Tulane scored six runs in the bottom of the fourth to break the game open, while left-hander Beau Richardson turned in a complete-game performance in a 7-1 victory.

“If I could relive any time in my life, it would be those three days,” he said. “It was such a surreal experience, being a part of something like that.”

The Green Wave lost to Stanford in the opening game of the CWS with President George W. Bush in attendance. It defeated Nebraska before being eliminated by Cal State Fullerton.

Tulane returned to the postseason the next two years but did not advance out of the regionals, then won a regional in 2004 as a No. 3 seed before losing in the supers to Fullerton.

Jones had most of his team returning — including All-Americans Brian Bogusevic and Matt Barket — for what had already figured to be a promising 2005 season when an improbable phone call came just before the start of the school year.

“I’m recruiting and on a plane in Los Angeles and getting ready to turn off my phone,” Jones said. “I get a call from the head coach of the East Cobb Yankees, and he said, ‘You have any (scholarship) money left? Micah Owings just got his release from Georgia Tech.’ ”

Owings, who hit 30 home runs and won 18 games in two seasons with the Yellow Jackets, picked Tulane a week later over Texas and Arizona State.

Suddenly, a Tulane team that figured to be a preseason top 15 team was tabbed as the No. 1 team in the nation by Baseball America. Even more remarkably, it held on to that ranking for nearly the entire season and entered the postseason as the No. 1 national seed.

“They performed all year, had preseason accolades, and it’s not easy to go out every day when you know you’re going to get the ‘A’ game of every other team you play,” Jones said.

Again, Tulane’s regional was matched with LSU’s regional for a potential super regional matchup, and just like four years earlier, school officials offered bids for both Turchin Stadium and Zephyr Field. The Green Wave did its part, but Rice went into Baton Rouge and knocked off the Tigers.

Said Jones: “When Rice won (the Baton Rouge regional), I told (former athletic director) Rick Dickson, ‘I really want to play it (on campus).’ It was exciting being able to do that.”

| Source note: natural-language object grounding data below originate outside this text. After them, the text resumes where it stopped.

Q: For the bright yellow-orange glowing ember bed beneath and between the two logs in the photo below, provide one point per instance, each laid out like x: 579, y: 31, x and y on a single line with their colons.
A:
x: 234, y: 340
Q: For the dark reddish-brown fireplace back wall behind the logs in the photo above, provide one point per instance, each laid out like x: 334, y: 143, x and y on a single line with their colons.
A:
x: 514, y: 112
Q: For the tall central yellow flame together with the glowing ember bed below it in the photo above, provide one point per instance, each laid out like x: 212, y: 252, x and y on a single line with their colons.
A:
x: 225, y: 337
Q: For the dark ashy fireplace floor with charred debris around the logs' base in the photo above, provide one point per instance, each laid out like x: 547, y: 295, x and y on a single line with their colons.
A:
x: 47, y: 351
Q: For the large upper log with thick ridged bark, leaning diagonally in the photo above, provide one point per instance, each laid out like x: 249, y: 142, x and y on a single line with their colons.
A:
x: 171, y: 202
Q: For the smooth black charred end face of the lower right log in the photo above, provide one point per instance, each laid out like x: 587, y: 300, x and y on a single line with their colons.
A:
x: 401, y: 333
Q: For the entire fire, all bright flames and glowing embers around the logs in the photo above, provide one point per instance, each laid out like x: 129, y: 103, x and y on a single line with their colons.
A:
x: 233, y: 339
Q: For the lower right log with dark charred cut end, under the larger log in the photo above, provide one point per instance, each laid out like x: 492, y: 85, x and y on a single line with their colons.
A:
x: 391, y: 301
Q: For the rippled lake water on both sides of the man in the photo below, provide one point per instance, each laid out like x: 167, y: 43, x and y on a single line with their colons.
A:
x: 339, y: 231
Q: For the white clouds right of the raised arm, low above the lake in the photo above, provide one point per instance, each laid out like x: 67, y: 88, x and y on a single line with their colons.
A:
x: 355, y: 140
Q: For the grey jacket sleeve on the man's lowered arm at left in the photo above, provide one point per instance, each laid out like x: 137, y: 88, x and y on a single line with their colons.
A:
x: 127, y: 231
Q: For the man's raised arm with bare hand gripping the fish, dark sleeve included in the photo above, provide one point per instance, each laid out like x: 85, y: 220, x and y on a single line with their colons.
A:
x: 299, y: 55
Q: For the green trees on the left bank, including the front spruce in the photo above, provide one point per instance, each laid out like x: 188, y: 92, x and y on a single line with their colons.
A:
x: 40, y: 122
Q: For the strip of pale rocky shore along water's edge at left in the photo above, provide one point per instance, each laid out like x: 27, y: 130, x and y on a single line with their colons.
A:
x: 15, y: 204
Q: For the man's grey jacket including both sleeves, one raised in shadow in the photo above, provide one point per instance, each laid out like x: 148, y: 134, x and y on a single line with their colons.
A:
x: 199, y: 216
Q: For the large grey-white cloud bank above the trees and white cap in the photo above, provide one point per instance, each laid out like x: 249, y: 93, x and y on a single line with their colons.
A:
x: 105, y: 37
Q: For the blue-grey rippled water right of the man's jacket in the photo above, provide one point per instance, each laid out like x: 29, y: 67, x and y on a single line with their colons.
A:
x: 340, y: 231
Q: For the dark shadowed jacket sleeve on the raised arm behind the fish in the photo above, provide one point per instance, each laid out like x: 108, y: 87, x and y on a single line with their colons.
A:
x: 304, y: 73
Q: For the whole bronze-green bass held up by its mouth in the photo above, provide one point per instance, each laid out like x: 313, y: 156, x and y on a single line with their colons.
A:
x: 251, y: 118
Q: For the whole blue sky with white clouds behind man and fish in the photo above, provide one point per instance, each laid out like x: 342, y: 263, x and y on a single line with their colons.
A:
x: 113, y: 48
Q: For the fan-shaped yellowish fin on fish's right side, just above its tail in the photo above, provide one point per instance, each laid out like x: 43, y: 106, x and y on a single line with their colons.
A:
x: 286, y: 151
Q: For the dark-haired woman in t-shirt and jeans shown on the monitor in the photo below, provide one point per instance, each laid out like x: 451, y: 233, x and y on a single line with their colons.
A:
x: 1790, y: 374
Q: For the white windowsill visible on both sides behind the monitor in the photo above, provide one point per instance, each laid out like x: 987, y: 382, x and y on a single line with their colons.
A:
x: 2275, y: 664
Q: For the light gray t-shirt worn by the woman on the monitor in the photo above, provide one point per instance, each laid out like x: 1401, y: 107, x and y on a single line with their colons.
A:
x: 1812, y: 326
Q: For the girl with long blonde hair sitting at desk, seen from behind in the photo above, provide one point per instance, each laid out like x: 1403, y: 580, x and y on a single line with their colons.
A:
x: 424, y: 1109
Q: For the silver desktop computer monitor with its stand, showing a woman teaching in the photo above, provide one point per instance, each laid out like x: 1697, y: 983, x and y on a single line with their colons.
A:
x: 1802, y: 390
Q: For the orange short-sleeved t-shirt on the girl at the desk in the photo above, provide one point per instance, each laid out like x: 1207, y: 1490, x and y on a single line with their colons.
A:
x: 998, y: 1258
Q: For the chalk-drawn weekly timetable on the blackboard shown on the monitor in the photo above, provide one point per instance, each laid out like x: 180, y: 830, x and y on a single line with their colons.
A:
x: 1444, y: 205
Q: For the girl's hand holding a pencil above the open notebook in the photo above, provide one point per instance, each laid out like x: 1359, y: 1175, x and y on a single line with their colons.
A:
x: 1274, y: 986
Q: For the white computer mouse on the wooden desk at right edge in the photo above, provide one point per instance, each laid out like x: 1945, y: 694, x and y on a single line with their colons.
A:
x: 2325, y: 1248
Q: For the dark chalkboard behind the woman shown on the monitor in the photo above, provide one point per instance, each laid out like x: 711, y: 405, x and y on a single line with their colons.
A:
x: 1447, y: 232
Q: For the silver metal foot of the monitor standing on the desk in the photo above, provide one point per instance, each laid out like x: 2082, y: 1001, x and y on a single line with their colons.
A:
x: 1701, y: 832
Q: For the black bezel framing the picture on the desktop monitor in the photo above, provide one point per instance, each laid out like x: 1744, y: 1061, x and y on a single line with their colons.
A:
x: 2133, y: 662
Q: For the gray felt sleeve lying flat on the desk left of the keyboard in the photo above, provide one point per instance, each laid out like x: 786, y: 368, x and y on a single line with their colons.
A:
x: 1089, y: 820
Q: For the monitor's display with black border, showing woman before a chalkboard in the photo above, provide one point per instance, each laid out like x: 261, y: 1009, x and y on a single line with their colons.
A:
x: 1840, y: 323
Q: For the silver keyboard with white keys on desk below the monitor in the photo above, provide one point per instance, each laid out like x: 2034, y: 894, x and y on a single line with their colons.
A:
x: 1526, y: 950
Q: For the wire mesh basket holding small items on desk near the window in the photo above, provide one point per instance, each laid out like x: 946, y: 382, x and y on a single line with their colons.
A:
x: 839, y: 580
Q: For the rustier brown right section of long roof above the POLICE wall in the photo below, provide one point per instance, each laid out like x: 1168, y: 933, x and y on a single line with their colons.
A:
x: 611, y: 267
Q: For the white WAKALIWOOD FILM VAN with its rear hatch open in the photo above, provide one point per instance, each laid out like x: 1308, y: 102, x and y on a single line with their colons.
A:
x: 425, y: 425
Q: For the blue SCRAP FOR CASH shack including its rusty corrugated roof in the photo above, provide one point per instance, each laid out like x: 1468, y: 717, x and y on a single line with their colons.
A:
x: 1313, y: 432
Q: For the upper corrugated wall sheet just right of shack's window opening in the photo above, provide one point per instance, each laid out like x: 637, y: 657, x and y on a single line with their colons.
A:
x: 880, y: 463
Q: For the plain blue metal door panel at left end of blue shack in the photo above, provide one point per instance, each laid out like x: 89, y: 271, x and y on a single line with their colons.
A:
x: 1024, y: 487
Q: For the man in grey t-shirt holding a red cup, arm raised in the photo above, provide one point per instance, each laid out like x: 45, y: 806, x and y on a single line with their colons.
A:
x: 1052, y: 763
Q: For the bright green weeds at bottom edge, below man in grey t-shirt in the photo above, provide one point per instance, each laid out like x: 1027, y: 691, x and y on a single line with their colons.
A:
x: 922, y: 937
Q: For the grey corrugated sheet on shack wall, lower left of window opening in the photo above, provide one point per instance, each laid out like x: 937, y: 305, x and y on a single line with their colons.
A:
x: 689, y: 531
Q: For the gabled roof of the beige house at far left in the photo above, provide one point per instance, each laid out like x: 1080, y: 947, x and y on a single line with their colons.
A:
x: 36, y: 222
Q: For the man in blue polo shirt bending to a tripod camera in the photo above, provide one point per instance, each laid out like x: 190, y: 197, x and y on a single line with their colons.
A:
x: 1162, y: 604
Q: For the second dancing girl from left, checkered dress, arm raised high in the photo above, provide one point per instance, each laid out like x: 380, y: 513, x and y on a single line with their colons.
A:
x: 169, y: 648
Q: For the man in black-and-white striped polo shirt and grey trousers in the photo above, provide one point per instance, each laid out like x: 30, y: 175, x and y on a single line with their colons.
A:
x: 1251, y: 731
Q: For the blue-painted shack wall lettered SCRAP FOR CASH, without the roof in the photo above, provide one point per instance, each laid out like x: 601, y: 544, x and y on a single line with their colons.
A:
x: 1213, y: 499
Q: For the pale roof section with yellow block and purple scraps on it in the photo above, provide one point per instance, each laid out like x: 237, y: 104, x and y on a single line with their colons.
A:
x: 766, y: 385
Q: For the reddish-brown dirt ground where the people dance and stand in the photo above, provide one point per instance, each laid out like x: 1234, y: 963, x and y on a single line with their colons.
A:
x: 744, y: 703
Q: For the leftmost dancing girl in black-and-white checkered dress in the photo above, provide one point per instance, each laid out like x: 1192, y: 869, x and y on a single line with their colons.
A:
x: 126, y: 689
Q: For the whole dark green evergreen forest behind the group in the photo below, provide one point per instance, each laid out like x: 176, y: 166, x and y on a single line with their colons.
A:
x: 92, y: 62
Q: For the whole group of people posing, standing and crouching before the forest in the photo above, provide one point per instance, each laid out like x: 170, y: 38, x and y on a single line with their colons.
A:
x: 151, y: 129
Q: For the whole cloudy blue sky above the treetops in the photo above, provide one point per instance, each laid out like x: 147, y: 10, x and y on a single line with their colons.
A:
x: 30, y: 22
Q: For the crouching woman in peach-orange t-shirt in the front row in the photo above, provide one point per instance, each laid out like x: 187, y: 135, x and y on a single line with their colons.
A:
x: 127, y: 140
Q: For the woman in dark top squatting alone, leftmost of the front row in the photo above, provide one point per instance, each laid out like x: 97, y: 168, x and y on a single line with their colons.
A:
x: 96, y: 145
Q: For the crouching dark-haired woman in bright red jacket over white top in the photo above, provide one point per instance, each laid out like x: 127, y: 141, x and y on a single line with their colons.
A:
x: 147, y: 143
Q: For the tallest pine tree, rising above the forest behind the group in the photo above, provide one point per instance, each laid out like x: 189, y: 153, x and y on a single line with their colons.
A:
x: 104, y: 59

Just like in 2001, Tulane lost the opening game of the super regional, but came back to win Games 2 and 3 to punch its ticket to Omaha.

“Micah (Owings) was lights out, and (J.R.) Crowel pitched well in Game 3,” Jones said. “Seeing the response of our fans and our Grounds Krewe, how excited they were. Being in Turchin and doing it, that was a special time.”

Tulane finished 56-12 and Jones was named Baseball America’s National Coach of the Year.

Little did anyone know at the time, but the super regional would be Tulane’s last games on campus for three years. With renovations to the stadium underway, Hurricane Katrina struck.

Jones and his team spent the fall of 2005 at Texas Tech and then played its home games in 2006-07 at Zephyr before a new facility was completed in 2008.

“Katrina was unprecedented,” Jones said. “You go from putting kids in a dorm room for orientation to two weeks later, being in Lubbock, Texas.

“As proud as I was of the ’05 club, we were in a regional final in ’06. That club could have easily folded. We were in the final 32 in the country.”

Jones’ Tulane teams produced 54 first-team all-conference selections, 22 All-Americans and 76 Major League Baseball draftees, including five chosen in the first round, but his biggest legacy may be the former players and assistant coaches who have gone on to coaching and administrative posts, including current head coaches Jim Schlossnagle (TCU), Mark Kingston (USF) and Matt Riser (Southeastern Louisiana), LSU hitting coach Andy Cannizaro and San Francisco Athletic Director Scott Sidwell.

Though Jones and his wife Gina moved back to North Carolina two years ago, it feels like a second address.

“We’re here,” Jones said, “but I consider (New Orleans) home, to be honest with you.”